ZmTPS9 affected starch content and kernel weight. (a) LOD profile of qSTA4−2 in the K22/CI7 RIL population, JLM and RIL‐GWAS results at this locus. The red dashed lines indicate the position of ZmTPS9. The blue shading depicts the support interval from JLM with its height indicating the LRT score. (b) Gene structure of ZmTPS9 and sequence comparisons between K22 and CI7. Black and grey boxes represent exons and UTRs, respectively. The grey vertical lines show SNPs in non‐coding regions and synonymous SNPs in exons; the green segments show InDels; the red lines show nonsynonymous SNPs in exons. The red star indicates the mutation position of tps9. The red nucleotides indicate nonsynonymous SNPs between K22 and CI7. (c) Expression pattern of ZmTPS9 in developing kernels at 20 DAP. (d) Constructs used to test the effect of InDel283 on ZmTPS9 expression in transient expression assays in maize leaf protoplasts.

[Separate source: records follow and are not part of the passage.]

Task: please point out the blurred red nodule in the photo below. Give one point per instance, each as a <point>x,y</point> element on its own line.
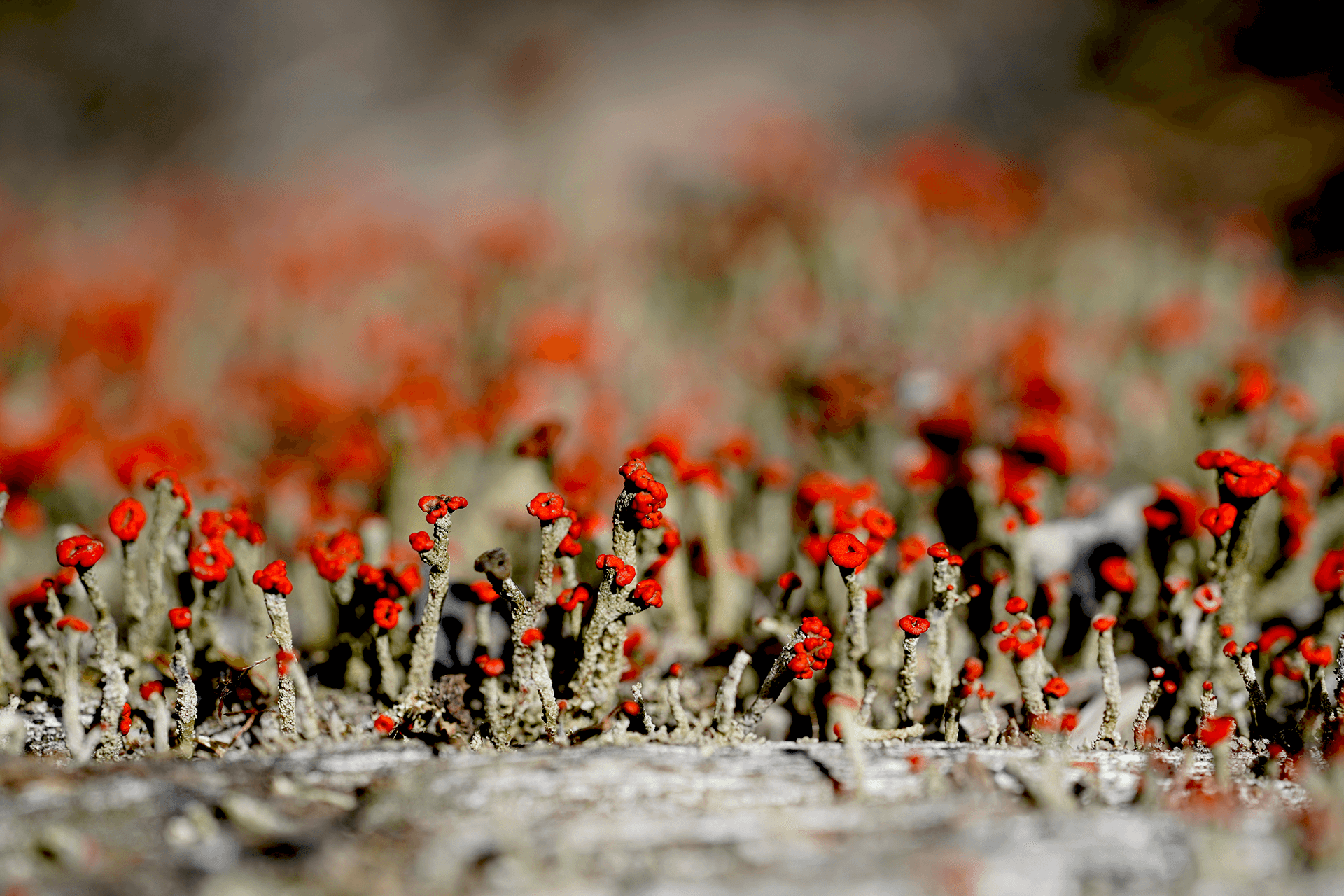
<point>1329,573</point>
<point>1217,729</point>
<point>210,561</point>
<point>1119,574</point>
<point>648,593</point>
<point>913,626</point>
<point>546,507</point>
<point>484,592</point>
<point>1209,597</point>
<point>386,613</point>
<point>127,519</point>
<point>847,551</point>
<point>273,578</point>
<point>80,551</point>
<point>1218,520</point>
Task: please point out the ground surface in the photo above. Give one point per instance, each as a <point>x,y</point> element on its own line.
<point>396,818</point>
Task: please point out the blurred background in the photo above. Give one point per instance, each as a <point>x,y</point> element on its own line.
<point>324,257</point>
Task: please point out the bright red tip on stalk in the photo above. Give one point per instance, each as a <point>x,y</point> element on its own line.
<point>1329,573</point>
<point>913,626</point>
<point>1119,574</point>
<point>812,625</point>
<point>484,592</point>
<point>127,519</point>
<point>648,593</point>
<point>179,491</point>
<point>210,561</point>
<point>80,551</point>
<point>386,613</point>
<point>334,556</point>
<point>1316,654</point>
<point>1218,520</point>
<point>436,507</point>
<point>273,578</point>
<point>1252,479</point>
<point>879,523</point>
<point>570,598</point>
<point>71,622</point>
<point>1217,729</point>
<point>1215,460</point>
<point>847,551</point>
<point>546,507</point>
<point>1209,597</point>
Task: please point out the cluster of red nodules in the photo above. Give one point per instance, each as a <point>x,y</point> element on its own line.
<point>1119,574</point>
<point>811,653</point>
<point>390,582</point>
<point>436,507</point>
<point>651,496</point>
<point>179,618</point>
<point>622,573</point>
<point>216,524</point>
<point>1242,477</point>
<point>210,561</point>
<point>335,554</point>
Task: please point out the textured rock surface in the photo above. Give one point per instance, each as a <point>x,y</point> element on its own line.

K22, K22⁻²⁸³, CI7 and CI7⁺²⁸³ constructs harbour the promoter and 5’UTR of different ZmTPS9 alleles, including 1290 bp from K22, 1007 bp from K22 without a 283‐bp insertion, 1019 bp from CI7 and 1302 bp from CI7 with a 283‐bp insertion. (e) The alleles without a 283‐bp insertion are associated with increased LUC activity in comparison with the alleles with a 283‐bp insertion. The data were normalized with respect to the average values of the K22 construct. (f) Ear and kernel morphologies and genotype of wild type (WT) and tps9. Scale bars: 1 cm. The blue shading indicates the mutated nucleotide. (g–h) Quantification of starch content and hundred kernel weight between WT and tps9. 19SY: Sanya in 2019; 19BN: Bayan Nur in 2019. In c, e, g and h, the P‐values were based on a two‐tailed Student’s t‐test.